Back in 2003, as the US was preparing to invade Iraq, many people both inside and outside the Church were debating the morality of the upcoming war. Were there WMDs? Even if there were, could a pre-emptive strike be legitimized? Did this meet the criteria of the just war theory? In the midst of all the questioning, a student at the seminary in Houston (where I was teaching) had a bumper sticker made, that read: I think when Jesus said to love your enemies he didn’t mean to kill them. For me, that said it all.
Just two years ago, in his message for the 50th World Day of Peace, Pope Francis surprised many by stating: “To be true followers of Jesus today also includes embracing his teaching about nonviolence. As my predecessor Benedict XVI observed, that teaching ‘is realistic because it takes into account that in the world there is too much violence, too much injustice, and therefore that this situation cannot be overcome except by countering it with more love, with more goodness. This “more” comes from God’”. This is the same God who, in Jesus’ proclamation of the Beatitudes, reminded us that peacemakers are blessed. It reminds me, as well, of the early Christians who refused to serve as soldiers or to go to war.
Several years ago I became convinced that Jesus was a practitioner of creative nonviolence; this weekend’s Gospel passage reminds me of that. It also reminds me that I need to bring this nonviolence home. It is easy to point fingers and to say that “the world” needs to learn nonviolence. We need to stop having wars. “They” need to change. The reality, though, is that I need to change, too. I need to pay attention to how I respond to people. Or, as Pope Francis said in his Peace Day message, “Whoever accepts the Good News of Jesus is able to acknowledge the violence within and be healed by God’s mercy, becoming in turn an instrument of reconciliation. In the words of Saint Francis of Assisi: ‘As you announce peace with your mouth, make sure that you have greater peace in your hearts’”.

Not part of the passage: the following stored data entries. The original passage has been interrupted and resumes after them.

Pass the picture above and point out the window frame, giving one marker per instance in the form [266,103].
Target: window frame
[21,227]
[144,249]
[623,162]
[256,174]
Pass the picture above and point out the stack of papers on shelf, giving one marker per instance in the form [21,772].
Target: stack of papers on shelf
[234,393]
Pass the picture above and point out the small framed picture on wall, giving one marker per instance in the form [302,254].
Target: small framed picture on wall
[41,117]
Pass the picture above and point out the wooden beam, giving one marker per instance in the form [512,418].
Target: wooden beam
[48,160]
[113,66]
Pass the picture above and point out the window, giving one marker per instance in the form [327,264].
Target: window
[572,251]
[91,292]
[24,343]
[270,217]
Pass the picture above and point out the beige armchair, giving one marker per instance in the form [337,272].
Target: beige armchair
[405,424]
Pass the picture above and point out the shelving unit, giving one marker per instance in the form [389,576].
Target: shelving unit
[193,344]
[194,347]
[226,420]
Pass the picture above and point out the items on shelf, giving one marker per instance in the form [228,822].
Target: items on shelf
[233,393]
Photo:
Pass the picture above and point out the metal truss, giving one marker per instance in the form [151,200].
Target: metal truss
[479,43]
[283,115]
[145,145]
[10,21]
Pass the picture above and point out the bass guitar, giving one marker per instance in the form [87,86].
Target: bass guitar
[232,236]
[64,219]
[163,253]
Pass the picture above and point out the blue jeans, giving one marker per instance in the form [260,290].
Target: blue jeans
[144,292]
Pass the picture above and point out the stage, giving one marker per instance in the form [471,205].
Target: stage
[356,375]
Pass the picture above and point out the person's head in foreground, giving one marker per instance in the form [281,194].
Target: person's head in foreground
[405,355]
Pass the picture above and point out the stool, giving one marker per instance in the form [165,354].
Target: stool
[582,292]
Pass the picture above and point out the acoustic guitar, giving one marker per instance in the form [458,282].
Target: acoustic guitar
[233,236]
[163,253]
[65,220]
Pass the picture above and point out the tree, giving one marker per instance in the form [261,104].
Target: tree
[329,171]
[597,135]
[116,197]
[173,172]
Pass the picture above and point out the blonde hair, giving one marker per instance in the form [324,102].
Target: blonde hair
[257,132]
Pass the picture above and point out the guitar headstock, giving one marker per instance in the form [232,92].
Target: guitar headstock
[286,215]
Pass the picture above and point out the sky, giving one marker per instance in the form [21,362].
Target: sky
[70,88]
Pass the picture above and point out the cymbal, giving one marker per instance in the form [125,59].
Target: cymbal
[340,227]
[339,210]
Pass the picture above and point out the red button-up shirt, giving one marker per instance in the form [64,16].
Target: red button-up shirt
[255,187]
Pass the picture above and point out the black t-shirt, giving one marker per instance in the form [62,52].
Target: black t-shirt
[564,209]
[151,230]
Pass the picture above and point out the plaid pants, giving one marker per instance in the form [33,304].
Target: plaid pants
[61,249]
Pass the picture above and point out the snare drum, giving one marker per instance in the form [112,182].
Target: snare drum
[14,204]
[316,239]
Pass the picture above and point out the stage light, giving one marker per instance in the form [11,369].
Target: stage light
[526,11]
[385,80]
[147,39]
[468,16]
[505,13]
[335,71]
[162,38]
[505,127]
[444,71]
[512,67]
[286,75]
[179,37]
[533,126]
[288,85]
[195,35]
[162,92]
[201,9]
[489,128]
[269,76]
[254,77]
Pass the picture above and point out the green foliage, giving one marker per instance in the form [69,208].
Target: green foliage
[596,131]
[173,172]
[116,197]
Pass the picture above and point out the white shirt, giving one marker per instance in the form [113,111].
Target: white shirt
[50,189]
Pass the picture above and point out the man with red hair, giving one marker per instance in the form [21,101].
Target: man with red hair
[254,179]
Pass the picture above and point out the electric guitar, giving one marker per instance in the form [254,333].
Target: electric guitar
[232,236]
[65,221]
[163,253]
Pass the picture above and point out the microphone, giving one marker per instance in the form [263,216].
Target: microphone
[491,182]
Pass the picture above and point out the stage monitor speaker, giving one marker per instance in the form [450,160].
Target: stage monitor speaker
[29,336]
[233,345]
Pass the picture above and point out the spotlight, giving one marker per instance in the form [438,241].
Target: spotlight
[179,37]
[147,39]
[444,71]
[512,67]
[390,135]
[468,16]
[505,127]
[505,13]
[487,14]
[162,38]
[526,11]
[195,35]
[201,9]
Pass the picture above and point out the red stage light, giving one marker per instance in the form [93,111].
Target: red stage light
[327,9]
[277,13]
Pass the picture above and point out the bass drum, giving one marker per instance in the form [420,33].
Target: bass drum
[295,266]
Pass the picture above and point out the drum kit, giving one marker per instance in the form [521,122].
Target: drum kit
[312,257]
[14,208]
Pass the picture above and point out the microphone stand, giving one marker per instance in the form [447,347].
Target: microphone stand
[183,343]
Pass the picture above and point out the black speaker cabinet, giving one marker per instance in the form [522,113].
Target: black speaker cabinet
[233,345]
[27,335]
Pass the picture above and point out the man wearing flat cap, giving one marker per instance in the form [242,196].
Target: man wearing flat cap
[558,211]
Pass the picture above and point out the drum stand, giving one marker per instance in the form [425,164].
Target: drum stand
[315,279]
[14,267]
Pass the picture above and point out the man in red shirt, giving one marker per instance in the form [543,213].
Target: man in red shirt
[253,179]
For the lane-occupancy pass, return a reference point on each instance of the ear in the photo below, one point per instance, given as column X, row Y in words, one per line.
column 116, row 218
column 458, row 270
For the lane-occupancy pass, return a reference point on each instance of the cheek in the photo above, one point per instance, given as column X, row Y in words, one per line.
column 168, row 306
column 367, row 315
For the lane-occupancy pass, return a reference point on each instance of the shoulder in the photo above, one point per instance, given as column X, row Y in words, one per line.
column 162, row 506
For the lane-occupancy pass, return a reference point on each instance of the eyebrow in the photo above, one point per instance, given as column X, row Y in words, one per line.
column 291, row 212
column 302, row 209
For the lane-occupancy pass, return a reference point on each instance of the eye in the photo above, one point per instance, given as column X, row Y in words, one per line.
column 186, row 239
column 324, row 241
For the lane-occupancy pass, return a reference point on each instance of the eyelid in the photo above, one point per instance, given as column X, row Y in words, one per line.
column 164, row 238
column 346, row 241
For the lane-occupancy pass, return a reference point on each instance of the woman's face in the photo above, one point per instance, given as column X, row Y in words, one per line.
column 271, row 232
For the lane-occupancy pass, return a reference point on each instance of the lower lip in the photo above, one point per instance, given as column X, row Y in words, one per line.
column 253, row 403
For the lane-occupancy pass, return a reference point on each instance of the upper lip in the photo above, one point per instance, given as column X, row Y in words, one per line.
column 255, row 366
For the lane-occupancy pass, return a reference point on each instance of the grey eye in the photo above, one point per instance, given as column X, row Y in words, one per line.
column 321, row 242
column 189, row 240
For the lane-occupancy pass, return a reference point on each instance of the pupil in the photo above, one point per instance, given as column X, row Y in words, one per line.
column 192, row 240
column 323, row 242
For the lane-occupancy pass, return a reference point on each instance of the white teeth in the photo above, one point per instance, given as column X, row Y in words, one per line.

“As you announce peace with your mouth, make sure that you have greater peace in your hearts.” I feel indicted by that statement. It is so easy for me to write these words, to say beautiful things from the pulpit, or to repost Facebook memes about being people of peace. It is much harder to break cycles: to respond to a harsh word with gentleness, to answer cynicism with kindness, injustice with justice, evil with goodness. Won’t you join me in trying?